HILLSWICK GP Dr Susan Bowie describes herself as the “eternal optimist”.

But after receiving no applications for a salaried associate GP vacancy at her Northmavine surgery in six months of advertising, you may forgive her for losing a touch of that positive outlook.

It has been described as a job with one of Shetland’s best views – looking out past the West Ayre beach in Hillswick, with sea stacks in sight.

Susan Bowie.

There are plenty of other perks too – not least a pay packet of £60,000 for working less than 30 weeks of the year, giving plenty of time for locum jobs on the side; or travel and adventure, as the job description suggests.

There would also be the chance to stay in the house next to the surgery – meaning an applicant moving up from south would not have to go through the struggle of finding a place to stay, like many others are at the moment.

Bowie runs the Hillswick practice the post would be based in, and has done so for many years. It is only one of two practices in Shetland that are not directly run by the NHS, with Levenwick the other.

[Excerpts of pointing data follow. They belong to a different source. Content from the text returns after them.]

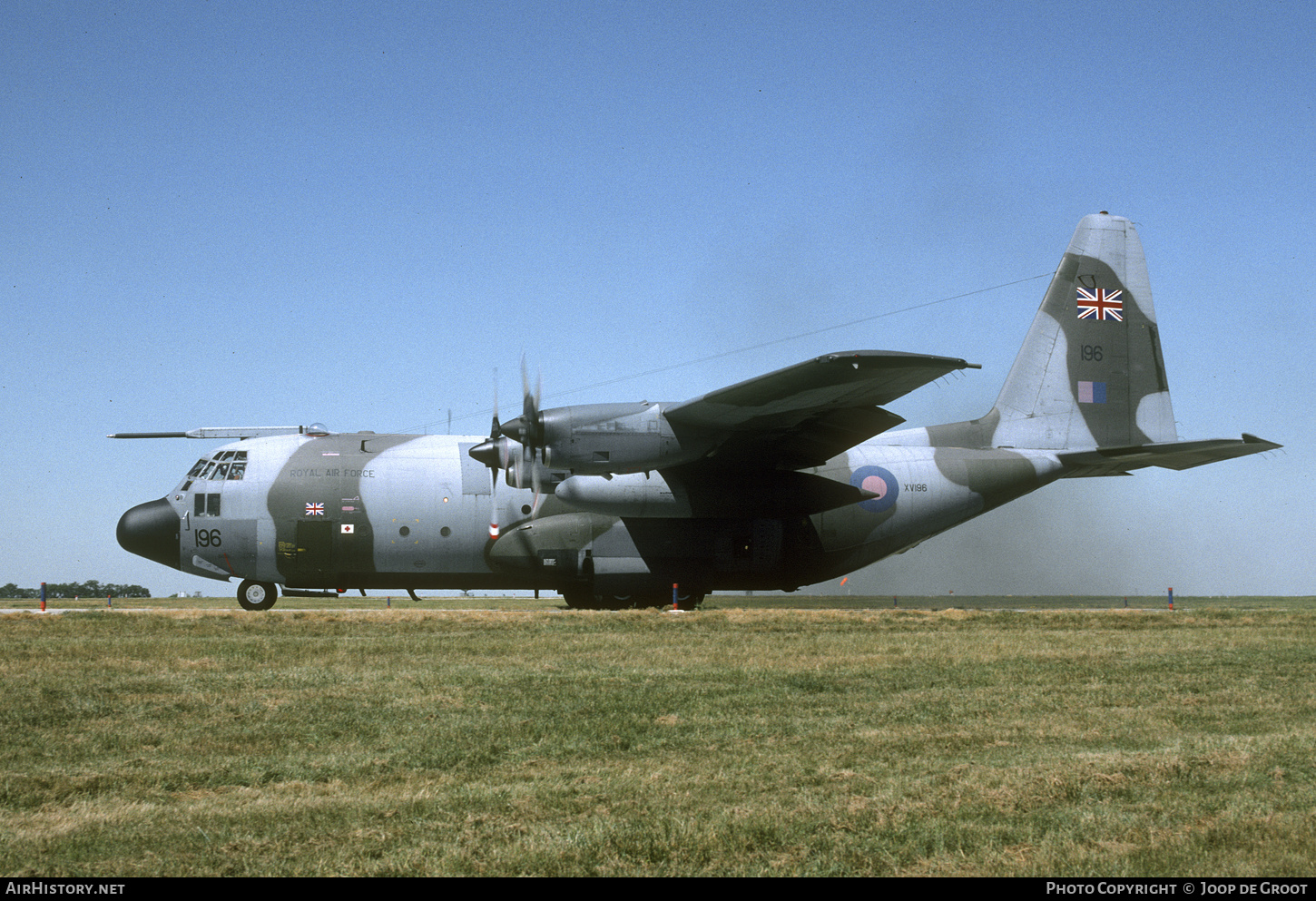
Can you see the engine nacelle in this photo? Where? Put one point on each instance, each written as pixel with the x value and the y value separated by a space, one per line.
pixel 628 495
pixel 614 438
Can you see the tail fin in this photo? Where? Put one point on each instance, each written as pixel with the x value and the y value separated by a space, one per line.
pixel 1090 372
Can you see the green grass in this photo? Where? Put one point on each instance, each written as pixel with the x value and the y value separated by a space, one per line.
pixel 722 742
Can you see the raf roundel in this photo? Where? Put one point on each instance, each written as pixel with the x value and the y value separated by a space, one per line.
pixel 880 483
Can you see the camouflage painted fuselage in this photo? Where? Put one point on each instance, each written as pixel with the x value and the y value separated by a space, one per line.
pixel 366 511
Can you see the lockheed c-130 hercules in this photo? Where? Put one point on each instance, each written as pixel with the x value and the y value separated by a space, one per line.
pixel 780 482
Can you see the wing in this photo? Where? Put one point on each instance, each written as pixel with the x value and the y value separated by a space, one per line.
pixel 1170 455
pixel 807 413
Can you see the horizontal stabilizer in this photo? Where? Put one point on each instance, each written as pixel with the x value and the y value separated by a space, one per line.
pixel 1170 455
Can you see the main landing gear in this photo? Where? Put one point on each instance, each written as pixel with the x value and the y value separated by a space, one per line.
pixel 582 599
pixel 257 594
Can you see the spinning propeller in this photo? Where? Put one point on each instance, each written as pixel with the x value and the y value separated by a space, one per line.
pixel 496 454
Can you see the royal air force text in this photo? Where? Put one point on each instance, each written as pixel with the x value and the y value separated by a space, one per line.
pixel 1170 888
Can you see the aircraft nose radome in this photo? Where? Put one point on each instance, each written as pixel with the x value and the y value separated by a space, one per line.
pixel 151 530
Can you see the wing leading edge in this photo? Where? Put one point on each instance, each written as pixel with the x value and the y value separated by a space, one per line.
pixel 810 412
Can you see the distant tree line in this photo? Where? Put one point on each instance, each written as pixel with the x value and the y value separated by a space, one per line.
pixel 91 588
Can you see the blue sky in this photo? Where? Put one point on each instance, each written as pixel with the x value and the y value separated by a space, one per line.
pixel 222 213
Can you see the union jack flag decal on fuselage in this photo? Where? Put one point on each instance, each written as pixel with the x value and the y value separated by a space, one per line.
pixel 1100 304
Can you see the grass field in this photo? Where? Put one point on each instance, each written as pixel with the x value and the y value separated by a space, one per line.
pixel 722 742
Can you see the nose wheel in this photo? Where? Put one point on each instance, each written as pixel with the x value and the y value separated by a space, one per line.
pixel 257 594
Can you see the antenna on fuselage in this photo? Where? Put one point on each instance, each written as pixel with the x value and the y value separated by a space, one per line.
pixel 231 432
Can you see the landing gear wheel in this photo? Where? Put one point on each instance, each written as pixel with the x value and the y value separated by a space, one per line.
pixel 257 594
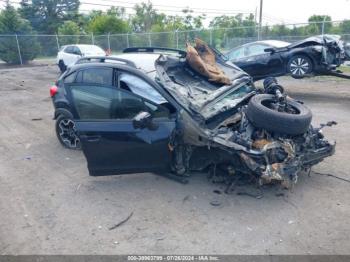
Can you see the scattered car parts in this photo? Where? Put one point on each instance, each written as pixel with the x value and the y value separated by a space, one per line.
pixel 199 124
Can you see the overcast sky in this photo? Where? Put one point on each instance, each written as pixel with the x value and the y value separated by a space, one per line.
pixel 274 11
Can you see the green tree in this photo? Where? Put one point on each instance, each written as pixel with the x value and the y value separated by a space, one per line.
pixel 316 24
pixel 107 23
pixel 68 33
pixel 12 23
pixel 47 15
pixel 145 17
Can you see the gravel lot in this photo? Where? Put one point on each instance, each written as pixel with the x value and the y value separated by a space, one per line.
pixel 49 204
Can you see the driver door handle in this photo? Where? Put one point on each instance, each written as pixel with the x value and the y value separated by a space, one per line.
pixel 91 138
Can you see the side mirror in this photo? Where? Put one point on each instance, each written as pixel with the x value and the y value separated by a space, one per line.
pixel 270 50
pixel 144 120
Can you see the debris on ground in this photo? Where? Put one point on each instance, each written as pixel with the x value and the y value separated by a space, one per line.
pixel 257 196
pixel 215 202
pixel 185 198
pixel 331 175
pixel 121 222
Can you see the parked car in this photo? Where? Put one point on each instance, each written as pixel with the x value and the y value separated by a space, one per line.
pixel 147 110
pixel 69 54
pixel 314 55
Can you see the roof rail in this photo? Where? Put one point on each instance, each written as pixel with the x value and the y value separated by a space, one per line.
pixel 102 59
pixel 153 50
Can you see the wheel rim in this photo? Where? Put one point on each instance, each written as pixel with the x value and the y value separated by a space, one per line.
pixel 299 66
pixel 68 133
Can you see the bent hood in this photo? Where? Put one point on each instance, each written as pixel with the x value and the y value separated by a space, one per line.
pixel 190 89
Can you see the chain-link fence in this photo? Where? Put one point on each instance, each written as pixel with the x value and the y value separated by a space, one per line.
pixel 19 49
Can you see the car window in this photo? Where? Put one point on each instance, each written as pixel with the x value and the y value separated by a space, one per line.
pixel 69 49
pixel 100 102
pixel 140 87
pixel 236 54
pixel 76 50
pixel 255 49
pixel 102 76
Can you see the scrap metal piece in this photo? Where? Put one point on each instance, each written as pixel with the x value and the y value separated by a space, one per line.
pixel 202 59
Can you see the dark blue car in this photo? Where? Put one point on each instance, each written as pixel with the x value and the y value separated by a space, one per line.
pixel 149 111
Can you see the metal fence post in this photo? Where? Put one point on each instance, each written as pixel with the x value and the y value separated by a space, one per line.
pixel 58 43
pixel 109 43
pixel 127 40
pixel 19 50
pixel 177 38
pixel 211 36
pixel 149 39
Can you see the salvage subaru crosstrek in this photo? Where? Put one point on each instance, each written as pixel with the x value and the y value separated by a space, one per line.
pixel 161 110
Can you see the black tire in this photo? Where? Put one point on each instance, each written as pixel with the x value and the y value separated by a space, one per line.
pixel 66 133
pixel 271 120
pixel 299 66
pixel 62 66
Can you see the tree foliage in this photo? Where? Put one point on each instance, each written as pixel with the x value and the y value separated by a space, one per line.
pixel 107 23
pixel 47 15
pixel 12 23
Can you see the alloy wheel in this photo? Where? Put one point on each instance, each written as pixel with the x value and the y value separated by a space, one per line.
pixel 299 66
pixel 68 134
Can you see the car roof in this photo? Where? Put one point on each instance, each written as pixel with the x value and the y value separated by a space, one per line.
pixel 275 43
pixel 143 61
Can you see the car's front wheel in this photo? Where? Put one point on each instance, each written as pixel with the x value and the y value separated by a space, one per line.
pixel 62 66
pixel 299 66
pixel 66 132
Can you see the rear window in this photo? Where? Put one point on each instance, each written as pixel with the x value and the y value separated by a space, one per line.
pixel 101 76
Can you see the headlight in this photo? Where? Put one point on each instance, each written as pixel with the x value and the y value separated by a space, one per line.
pixel 318 48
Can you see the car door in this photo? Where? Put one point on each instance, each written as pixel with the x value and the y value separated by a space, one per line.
pixel 259 63
pixel 111 143
pixel 72 54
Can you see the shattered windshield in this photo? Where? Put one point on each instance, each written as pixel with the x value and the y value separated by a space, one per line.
pixel 228 100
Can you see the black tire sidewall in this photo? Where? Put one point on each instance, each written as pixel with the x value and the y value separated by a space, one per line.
pixel 278 122
pixel 58 120
pixel 62 66
pixel 299 56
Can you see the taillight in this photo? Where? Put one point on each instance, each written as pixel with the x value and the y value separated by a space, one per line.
pixel 53 91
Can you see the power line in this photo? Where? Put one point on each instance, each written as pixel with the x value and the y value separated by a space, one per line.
pixel 167 10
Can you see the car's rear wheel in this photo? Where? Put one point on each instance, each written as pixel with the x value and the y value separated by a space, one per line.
pixel 299 66
pixel 66 132
pixel 62 66
pixel 294 119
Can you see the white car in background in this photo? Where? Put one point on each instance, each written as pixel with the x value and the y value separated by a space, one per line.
pixel 69 54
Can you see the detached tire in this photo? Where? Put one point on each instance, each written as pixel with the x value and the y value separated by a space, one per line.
pixel 299 66
pixel 269 119
pixel 62 66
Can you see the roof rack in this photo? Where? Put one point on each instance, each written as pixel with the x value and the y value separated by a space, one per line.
pixel 153 50
pixel 102 59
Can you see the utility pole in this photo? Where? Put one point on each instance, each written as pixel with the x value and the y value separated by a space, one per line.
pixel 260 19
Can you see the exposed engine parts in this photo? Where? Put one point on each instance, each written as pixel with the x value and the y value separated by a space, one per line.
pixel 277 143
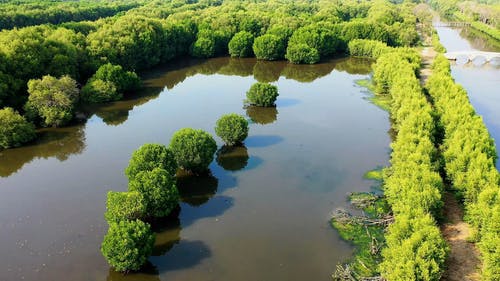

She believes her case is symptomatic of a wider recruitment challenge in healthcare that goes far beyond Hillswick and Shetland.

Bowie said a key part of this is not enough GPs being trained in the country.

“It takes 11 years to train a GP and we’re not training enough,” she said. “And we also lose a lot of GPs out the system.”

The doctor said an increasing number of people who were training as GPs are going off to countries like Canada, Australia and New Zealand, while not as many are coming into the UK from abroad.

“I think Brexit has been a huge cause of loss of GPs as well,” Bowie added.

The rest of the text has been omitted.